When it’s time for the second show, Doug “hides” on a catwalk above the stage and proceeds to use his magical powers to disrupt their acts. With each wave of the sword Charmin had used to penetrate Manny, Doug causes humorous misfortune for the entertainers below.
Dina and Donna’s act consists of a performance of the song “Right Before Your Very Eyes,” which Doug interrupts by causing a comical disembodied head to float from the wings and hover about the girls as they sing. He then causes a pair of sequined shoes to perform a tap dance behind them as they attempt their own dance number. Spooked by the apparitions, the girls run from the stage yelling, “Voodoo! Voodoo! Feet, get me out of here!”

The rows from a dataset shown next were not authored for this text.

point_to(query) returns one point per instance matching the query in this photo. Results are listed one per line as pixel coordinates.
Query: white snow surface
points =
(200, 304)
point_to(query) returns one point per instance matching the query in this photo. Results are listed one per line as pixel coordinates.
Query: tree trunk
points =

Next, Feldman attempts to overcome his inebriation and impress Goldfarb with his legerdemain. Feldman walks toward the footlights carrying a goblet containing a deck of playing cards. To Feldman’s chagrin, from his perch above the stage, Doug causes the cards to stream from the glass. Feldman attempts to place the glass on his small prop table, but with a wave of his sword, Doug causes the table to start moving toward the wings and away from Feldman. Feldman grabs another table and carries it downstage. Before he can set the table down, Doug gestures and causes its legs to fall off one by one. He finally places the legless table atop the other table that had been creeping toward the wings and attempts to perform the Passé Passé Bottles, which Doug turns into a nightmare of ever multiplying bottles of champagne. There is a sudden blackout as Feldman attempts to contend with a table full of champagne bottles, followed by an announcement, “Mr. Feldman? This is Miss Willis at the AGVA Retirement Home. We’ll expect you at two tomorrow afternoon. And as to your rabbit, the board has approved space in the garage.”

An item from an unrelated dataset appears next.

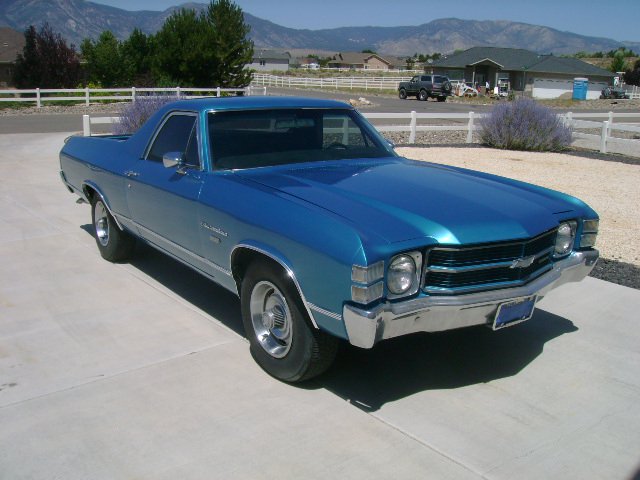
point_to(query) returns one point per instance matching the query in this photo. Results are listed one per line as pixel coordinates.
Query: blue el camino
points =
(302, 209)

At the end of the performance, Dina and Donna plead with Goldfarb for another chance, but Goldfarb tells them, “I loved your act—the floating head is great! The floating head is the star of your act, right?” Realizing their plight, Dina and Donna beg Doug for the floating head, but Doug explains that the floating head won’t do them any good without a magician to work it. On hearing this, Feldman begs for Doug’s mercy and Doug agrees to teach Feldman the floating head illusion.
Upon witnessing Doug’s kindness to Feldman, Charmin asks, “Hey Santa Claus, before you put your reindeer to bed, you got anything in your bag of tricks for me?”
“What do you want?” asks Doug.
“I want to be admired from afar,” replies Charmin.
“Okay, I’ve got something for you where no one will dare lay a finger on you. Fellas!” Doug’s two assistants wheel out a large cage, Charmin gets into it, and Doug transforms her into a mountain lion .
Doug then produces Cal, wearing full lion tamer regalia, from a paper-covered three-fold screen. She holds a steno pad in one hand and continues taking dictation—using her whip as a pencil; Cal doesn’t realize she has been conjured away from her new job as a secretary. Doug presents her with the lion.
“You finally noticed, huh?” says Cal, unable to hide her joy.
“I noticed,” replies Doug, staring into her eyes.
“You’re crazy about me?”
“I’m crazy about you,” admits Doug.
“To tell you the truth, I can’t spell anyway.” Cal tosses the steno pad over her shoulder. They look each other in the eyes and kiss. The kissing couple and the caged lion are left silhouetted on stage as the curtain falls.